Why is it so hard to screen for cancer of the ovary?

The foremost reason (fortunately) is that ovarian cancer is not among the most common cancers — it affects 1.4% of US women. It is easier to develop effective screening tests for more common conditions, especially if we are trying to screen everyone potentially at risk.

Secondly, the ovaries are relatively small organs that are deep in the pelvis. Only with surgery can the ovaries be visualized directly. And, as part of their normal function prior to menopause, they change size and create cysts that come and go. A normal ovary can at times feel concerning on pelvic exam and look concerning on ultrasound, especially in the second half of the menstrual cycle. Even postmenopausal women can have cysts on their ovaries that are completely innocent.

During my residency in the 1980's, there was great hope that regular pelvic ultrasounds and blood tests for a serum marker, CA-125, would prove to be effective screening tests. Unfortunately, these tests did not pan out. 

Compared to control groups, women regularly screened with ultrasounds and CA-125 blood tests had more surgery for benign conditions that didn't actually threaten their health. And they did not have a reduced risk of dying from ovarian cancer. The ovarian cancers that were found in the screened group were often in advanced stages. The goal of finding ovarian cancer early was not met.
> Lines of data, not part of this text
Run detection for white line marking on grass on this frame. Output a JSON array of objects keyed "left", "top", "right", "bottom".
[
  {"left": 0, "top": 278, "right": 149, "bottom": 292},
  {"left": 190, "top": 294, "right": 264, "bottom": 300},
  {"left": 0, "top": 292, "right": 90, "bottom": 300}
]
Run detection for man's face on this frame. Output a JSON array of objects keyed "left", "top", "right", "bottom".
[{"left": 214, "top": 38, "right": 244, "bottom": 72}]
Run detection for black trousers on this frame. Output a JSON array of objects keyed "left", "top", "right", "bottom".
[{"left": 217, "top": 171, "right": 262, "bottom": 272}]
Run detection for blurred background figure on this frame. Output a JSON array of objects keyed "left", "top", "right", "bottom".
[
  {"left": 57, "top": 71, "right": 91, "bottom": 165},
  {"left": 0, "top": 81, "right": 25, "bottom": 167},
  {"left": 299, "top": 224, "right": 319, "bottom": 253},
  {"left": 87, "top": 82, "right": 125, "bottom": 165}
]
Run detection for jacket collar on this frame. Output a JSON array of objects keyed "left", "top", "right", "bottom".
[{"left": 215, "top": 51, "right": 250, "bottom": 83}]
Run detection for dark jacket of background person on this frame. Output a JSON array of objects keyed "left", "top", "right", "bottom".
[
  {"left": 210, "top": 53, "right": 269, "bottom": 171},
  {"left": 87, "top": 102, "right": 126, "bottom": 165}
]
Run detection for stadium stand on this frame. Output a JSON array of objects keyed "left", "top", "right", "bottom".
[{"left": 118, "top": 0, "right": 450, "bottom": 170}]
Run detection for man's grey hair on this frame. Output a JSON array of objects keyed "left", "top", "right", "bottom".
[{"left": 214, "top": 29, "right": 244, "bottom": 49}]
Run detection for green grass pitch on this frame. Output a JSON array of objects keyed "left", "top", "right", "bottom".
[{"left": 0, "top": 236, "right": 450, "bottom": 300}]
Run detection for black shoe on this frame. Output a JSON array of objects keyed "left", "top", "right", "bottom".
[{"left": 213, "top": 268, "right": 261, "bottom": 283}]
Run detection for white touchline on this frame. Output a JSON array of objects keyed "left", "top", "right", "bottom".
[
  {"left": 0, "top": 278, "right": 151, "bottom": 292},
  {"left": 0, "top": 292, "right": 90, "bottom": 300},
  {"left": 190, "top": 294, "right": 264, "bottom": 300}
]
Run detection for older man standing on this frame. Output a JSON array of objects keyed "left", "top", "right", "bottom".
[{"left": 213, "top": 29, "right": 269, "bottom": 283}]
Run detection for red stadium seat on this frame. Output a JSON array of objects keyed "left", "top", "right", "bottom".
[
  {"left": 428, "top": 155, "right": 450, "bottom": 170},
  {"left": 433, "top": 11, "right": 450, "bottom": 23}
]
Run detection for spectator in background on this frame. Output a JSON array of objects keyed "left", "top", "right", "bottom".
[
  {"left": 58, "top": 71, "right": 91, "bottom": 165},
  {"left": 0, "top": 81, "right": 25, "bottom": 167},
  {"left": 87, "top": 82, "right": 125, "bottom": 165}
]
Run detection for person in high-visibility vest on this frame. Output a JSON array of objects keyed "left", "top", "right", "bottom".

There have been ongoing efforts to identify women with ovarian cancer based on family history, genetic testing and a constellation of symptoms involving the pelvic organs. There have also been attempts to create more accurate ultrasound criteria for early diagnosis.

In future posts, I will discuss recent studies involving these approaches. But be forewarned — diagnosing ovarian cancer early enough to save lives remains a formidable challenge.